Other Directorships & Interlocks
| Category | Detail |
|---|---|
| Current public company boards | None disclosed besides PKE |
| Prior public company boards | Not disclosed for Julian (Warshaw, not Julian, held prior NN, Inc. directorship) |
| Private/non-profit boards | Greenville Center for Creative Arts (VP/ELT, prior); Hightowers Petroleum Company (director, prior) |
| Interlocks/conflicts | Compensation Committee interlocks: none during FY2025; Julian is not on Compensation Committee |
Expertise & Qualifications
- Industrial materials and chemicals executive with 36-year Dow career; deep commercial and customer strategy experience relevant to aerospace composite materials.
- STEM and operations credentials: B.S. Chemistry (IIT Chicago) and MBA Operations Management (Golden Gate University).
- Prior direct customer engagement with Park enhances board insight into markets/products.
Equity Ownership
| Measure | Value |
|---|---|
| Beneficial ownership (SEC definition) | 14,250 shares via options exercisable within 60 days of June 2, 2025 (<1% of class) |
| Options outstanding (total) | 19,500 shares of Common Stock in outstanding options at FY2025 year-end |
| Shares pledged/related-party | No related-party transactions with Julian in FY2025 disclosed |
| Director ownership guideline | Board guideline: ≥1,000 shares after a reasonable period; all directors elected prior to 2021 satisfy guideline (no statement that Ms.
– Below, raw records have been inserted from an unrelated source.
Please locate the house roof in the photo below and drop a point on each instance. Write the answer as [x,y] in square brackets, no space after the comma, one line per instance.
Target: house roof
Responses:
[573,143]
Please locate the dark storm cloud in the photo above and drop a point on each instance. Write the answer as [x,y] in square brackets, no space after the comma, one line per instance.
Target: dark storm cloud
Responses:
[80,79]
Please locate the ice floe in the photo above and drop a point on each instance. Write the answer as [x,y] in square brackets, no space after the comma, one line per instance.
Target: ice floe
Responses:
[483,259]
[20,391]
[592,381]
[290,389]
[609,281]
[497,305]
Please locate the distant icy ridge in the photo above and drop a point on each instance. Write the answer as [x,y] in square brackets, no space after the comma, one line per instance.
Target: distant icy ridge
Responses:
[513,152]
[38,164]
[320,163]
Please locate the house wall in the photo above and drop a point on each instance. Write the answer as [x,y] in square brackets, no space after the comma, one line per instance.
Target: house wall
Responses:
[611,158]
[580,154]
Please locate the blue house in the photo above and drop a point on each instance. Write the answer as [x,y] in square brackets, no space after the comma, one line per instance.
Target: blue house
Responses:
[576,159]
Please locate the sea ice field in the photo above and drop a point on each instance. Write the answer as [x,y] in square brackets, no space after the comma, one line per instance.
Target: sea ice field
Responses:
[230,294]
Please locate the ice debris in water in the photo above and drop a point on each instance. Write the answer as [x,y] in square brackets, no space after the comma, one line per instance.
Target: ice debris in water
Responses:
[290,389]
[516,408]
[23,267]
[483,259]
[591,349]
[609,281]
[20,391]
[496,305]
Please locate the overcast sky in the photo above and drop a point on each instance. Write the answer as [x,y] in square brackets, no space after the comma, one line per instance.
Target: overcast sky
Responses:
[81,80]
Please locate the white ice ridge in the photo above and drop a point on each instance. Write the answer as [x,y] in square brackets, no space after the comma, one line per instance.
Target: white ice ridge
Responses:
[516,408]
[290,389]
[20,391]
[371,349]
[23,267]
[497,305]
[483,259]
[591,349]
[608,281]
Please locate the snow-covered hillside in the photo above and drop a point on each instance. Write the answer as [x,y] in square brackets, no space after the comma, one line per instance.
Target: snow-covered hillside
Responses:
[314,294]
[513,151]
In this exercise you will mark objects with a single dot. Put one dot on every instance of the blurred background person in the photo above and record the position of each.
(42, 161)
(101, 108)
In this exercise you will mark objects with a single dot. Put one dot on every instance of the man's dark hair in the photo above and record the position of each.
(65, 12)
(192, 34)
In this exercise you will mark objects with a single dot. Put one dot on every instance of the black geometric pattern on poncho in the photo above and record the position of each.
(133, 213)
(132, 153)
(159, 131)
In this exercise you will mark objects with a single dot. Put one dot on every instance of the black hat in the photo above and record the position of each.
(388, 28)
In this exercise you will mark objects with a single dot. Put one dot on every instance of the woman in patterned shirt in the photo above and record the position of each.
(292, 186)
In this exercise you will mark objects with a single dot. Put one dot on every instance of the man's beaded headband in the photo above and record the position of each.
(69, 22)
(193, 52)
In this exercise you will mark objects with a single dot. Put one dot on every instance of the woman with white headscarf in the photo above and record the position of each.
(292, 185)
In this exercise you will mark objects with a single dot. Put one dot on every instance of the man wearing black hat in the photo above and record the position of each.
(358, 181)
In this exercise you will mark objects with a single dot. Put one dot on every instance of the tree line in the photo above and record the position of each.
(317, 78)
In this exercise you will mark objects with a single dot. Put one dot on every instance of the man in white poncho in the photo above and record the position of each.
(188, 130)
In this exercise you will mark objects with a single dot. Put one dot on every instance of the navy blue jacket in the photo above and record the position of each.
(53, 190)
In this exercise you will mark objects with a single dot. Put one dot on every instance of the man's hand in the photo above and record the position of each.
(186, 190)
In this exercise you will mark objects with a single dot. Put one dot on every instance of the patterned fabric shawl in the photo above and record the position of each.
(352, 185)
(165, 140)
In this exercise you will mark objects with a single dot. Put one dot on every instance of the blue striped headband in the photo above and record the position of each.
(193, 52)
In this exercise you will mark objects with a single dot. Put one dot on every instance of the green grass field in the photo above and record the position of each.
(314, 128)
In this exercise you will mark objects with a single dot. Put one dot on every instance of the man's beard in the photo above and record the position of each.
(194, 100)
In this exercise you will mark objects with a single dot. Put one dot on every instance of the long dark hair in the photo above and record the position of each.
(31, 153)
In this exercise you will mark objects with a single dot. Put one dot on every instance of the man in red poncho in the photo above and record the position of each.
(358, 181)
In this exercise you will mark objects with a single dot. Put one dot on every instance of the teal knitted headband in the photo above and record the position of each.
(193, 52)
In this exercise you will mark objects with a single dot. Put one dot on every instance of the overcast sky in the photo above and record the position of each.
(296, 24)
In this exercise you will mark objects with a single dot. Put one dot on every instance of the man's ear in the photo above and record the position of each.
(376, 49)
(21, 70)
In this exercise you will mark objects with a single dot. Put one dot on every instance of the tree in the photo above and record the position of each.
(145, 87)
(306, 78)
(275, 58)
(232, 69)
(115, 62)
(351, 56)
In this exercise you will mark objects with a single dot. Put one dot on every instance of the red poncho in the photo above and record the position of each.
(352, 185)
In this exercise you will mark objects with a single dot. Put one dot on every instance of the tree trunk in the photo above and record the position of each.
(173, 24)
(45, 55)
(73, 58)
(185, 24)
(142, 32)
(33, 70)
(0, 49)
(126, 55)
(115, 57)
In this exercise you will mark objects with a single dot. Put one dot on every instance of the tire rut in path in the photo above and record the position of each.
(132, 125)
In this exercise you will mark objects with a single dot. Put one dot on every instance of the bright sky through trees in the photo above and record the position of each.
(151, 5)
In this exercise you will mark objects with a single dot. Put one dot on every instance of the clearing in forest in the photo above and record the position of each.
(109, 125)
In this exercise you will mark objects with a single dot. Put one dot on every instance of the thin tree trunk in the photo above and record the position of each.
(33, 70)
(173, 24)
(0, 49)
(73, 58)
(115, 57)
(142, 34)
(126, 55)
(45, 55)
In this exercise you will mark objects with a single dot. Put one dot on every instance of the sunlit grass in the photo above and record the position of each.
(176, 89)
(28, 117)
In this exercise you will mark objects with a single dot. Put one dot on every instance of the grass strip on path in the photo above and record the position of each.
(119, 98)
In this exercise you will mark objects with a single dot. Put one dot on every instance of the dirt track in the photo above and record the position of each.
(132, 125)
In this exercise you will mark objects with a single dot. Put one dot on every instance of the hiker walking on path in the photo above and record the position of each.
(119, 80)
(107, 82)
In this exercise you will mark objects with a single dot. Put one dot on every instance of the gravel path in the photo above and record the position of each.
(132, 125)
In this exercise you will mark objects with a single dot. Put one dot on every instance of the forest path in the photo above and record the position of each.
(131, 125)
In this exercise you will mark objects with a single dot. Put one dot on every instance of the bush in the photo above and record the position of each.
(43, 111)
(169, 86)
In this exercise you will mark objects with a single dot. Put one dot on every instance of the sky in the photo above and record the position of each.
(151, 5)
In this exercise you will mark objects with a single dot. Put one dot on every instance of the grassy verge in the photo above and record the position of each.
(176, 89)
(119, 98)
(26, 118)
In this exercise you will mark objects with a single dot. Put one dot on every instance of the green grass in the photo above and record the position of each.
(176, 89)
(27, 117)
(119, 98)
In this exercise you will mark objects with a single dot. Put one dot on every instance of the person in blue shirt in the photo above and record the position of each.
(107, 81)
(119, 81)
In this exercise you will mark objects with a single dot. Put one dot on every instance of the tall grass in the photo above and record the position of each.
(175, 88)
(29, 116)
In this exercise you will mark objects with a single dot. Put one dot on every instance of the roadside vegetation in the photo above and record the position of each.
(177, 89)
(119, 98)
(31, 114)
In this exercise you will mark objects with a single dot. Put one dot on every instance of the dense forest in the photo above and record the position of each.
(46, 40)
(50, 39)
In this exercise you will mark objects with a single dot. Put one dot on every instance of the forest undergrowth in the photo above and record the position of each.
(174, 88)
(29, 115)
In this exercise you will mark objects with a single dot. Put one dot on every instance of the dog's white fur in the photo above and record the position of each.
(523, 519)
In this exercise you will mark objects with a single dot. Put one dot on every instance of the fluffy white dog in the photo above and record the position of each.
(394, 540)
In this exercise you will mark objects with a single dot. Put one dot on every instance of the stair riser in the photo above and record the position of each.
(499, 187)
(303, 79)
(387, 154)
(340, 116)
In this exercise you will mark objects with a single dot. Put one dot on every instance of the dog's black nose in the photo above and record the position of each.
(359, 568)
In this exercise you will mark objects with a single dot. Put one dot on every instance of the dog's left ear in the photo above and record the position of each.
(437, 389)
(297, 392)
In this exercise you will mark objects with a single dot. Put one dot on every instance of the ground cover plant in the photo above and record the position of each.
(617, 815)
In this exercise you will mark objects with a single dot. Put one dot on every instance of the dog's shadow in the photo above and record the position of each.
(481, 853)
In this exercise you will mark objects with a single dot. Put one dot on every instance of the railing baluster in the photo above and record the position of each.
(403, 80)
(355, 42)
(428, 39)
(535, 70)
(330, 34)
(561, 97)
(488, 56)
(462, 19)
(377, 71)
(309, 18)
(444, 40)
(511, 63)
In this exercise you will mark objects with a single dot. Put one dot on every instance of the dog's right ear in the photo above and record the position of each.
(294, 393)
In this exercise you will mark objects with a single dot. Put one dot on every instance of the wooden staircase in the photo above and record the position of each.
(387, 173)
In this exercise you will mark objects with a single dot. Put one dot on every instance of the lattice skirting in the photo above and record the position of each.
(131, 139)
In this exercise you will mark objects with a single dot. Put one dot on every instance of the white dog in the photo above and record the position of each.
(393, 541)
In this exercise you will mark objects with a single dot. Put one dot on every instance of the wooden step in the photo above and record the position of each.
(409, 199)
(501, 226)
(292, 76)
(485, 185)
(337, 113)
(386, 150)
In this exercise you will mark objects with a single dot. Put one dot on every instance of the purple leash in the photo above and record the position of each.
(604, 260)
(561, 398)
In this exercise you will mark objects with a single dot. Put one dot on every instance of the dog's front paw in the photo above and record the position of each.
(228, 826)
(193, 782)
Julian, elected 2021, has satisfied) |
Governance Assessment
- Strengths: Independent director with sector-relevant commercial background; member of Nominating and Corporate Governance Committees that oversee director qualifications, board composition, and governance policies. Attendance exceeded 75%, and all directors attended the 2024 annual meeting, supporting engagement.
- Incentive alignment: Director pay mix includes time-vested stock options; grants are at fair market value and vest over four years, aligning with longer-term share price outcomes without encouraging short-termism. Company indicates no director stock awards or non-equity incentive plans.
- Conflicts/related parties: Company disclosed no transactions with Julian in FY2025; Compensation Committee interlocks indicate none.
- Potential flags to monitor:
- Ownership “skin in the game”: Julian’s beneficial ownership is entirely via exercisable options; no direct share ownership is disclosed. The board’s guideline calls for ≥1,000 shares, but only directors elected prior to 2021 are confirmed to meet it; no statement that Julian (elected 2021) has met the guideline. This may indicate lower direct ownership alignment until shares are acquired.
- Committee influence: Julian is not on Audit or Compensation Committees, which often carry outsized governance influence at small-caps; her impact is concentrated in Nominating and Corporate Governance.
Context: Management reports “high” shareholder support on say‑on‑pay at the July 18, 2024 meeting, suggesting a constructive governance climate, though no percentage was disclosed in the proxy.